Posted on: January 24, 2010
Canada has decided to implement a controversial piece of technology, all in the name of getting speedy drivers to slow down. Speed bumps just don’t seem to be doing the trick so officials in West Vancouver are opting for more extreme measures to get the message across to drivers. Near Ecole Pauline Johnson Elementary School on Tuesday afternoon, a 2-dimensional began popping up as drivers approached the school. The image was that of a young child playing in the street.
According to this article, “Its designers created the image to give drivers who travel at the street’s recommended 18 miles per hour (30 km per hour) enough time to stop before hitting Pavement Patty–acknowledging the spectacle before they continue to safely roll over her.” As a Columbia personal injury lawyer , my first concern was that this “spectacle” might cause drivers to slam on the brakes and possibly be rear-ended or swerve into actual children on the side of the road. However, the image is designed to look more obviously 2 dimensional as you approach.
According to David Duane of the BCAA Traffic Safety Foundation, this shouldn’t be the case. He claims, “It’s a static image. If a driver can’t respond to this appropriately, that person shouldn’t be driving…”. The hologram will be shown over the next week and police will monitor driver’s response. The $15,000 program is sponsored by the BCAA and Preventable.ca.

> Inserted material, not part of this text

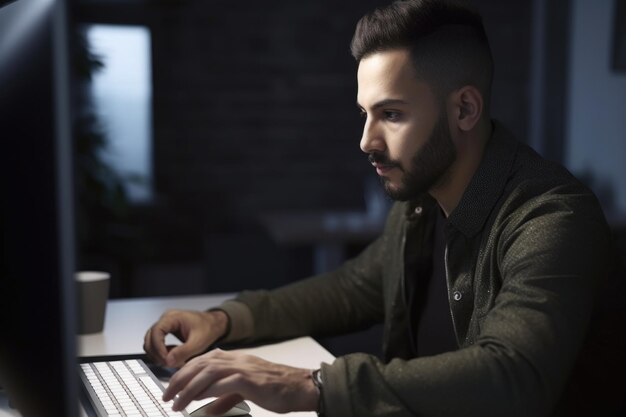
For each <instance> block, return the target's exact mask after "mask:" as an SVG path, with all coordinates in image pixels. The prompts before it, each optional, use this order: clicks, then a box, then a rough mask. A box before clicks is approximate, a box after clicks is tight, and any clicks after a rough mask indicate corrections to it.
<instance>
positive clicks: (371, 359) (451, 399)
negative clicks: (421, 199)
mask: <svg viewBox="0 0 626 417" xmlns="http://www.w3.org/2000/svg"><path fill="white" fill-rule="evenodd" d="M579 202H580V201H579ZM533 207H534V208H532V209H529V210H526V211H525V212H523V213H518V216H517V218H516V219H515V220H512V218H510V217H509V218H507V219H506V222H510V223H506V224H503V230H504V231H503V233H502V234H501V236H500V239H499V240H498V242H497V243H496V246H497V249H496V259H494V262H497V263H498V266H497V268H495V269H496V270H498V271H500V273H501V274H502V287H501V289H500V291H499V294H498V296H497V297H496V298H495V303H494V305H493V306H492V308H491V309H490V310H489V311H488V312H487V313H486V314H485V317H483V318H479V321H480V326H481V331H480V333H479V335H478V337H477V338H476V340H474V341H473V343H471V344H469V345H467V346H465V347H463V348H461V349H459V350H457V351H454V352H448V353H444V354H440V355H436V356H431V357H424V358H416V359H412V360H400V359H394V360H391V361H390V362H388V363H383V362H381V361H380V360H378V359H377V358H375V357H372V356H368V355H364V354H352V355H347V356H344V357H341V358H338V359H337V360H336V361H335V362H334V363H333V364H332V365H324V366H323V369H322V377H323V379H324V382H325V390H324V399H323V401H324V403H325V410H326V415H327V417H357V416H358V417H375V416H376V417H378V416H386V417H394V416H397V417H400V416H426V417H427V416H438V417H445V416H480V417H487V416H494V417H495V416H529V417H530V416H533V417H539V416H547V415H550V414H551V413H552V412H553V410H554V408H555V406H556V404H557V403H558V401H559V399H560V397H561V394H562V391H563V389H564V387H565V384H566V381H567V378H568V375H569V374H570V372H571V371H572V368H573V366H574V362H575V360H576V356H577V354H578V352H579V349H580V347H581V345H582V342H583V339H584V337H585V330H586V329H587V326H588V322H589V319H590V315H591V310H592V304H593V294H594V290H595V286H596V282H597V281H598V280H599V279H600V278H601V277H602V276H603V275H605V274H606V265H607V264H608V261H607V256H606V253H607V252H608V234H607V228H606V224H605V223H604V222H603V220H602V215H601V214H599V213H598V211H597V209H596V208H595V207H596V206H595V205H593V204H592V205H587V207H586V208H585V207H582V208H581V207H580V204H575V205H568V203H567V202H566V201H559V199H558V197H556V198H555V200H553V201H546V202H544V203H542V204H540V205H534V206H533ZM590 207H591V208H590Z"/></svg>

I think their intentions are good, but I just don’t know that this is the best way to get drivers to slow down and decrease pedestrian accidents . Afterall, what happens when drivers become conditioned to seeing fake images of children playing in the streets? Our brains could become accustomed to see fake children and driver’s may not slow when there is a real child playing in the road. What do you think?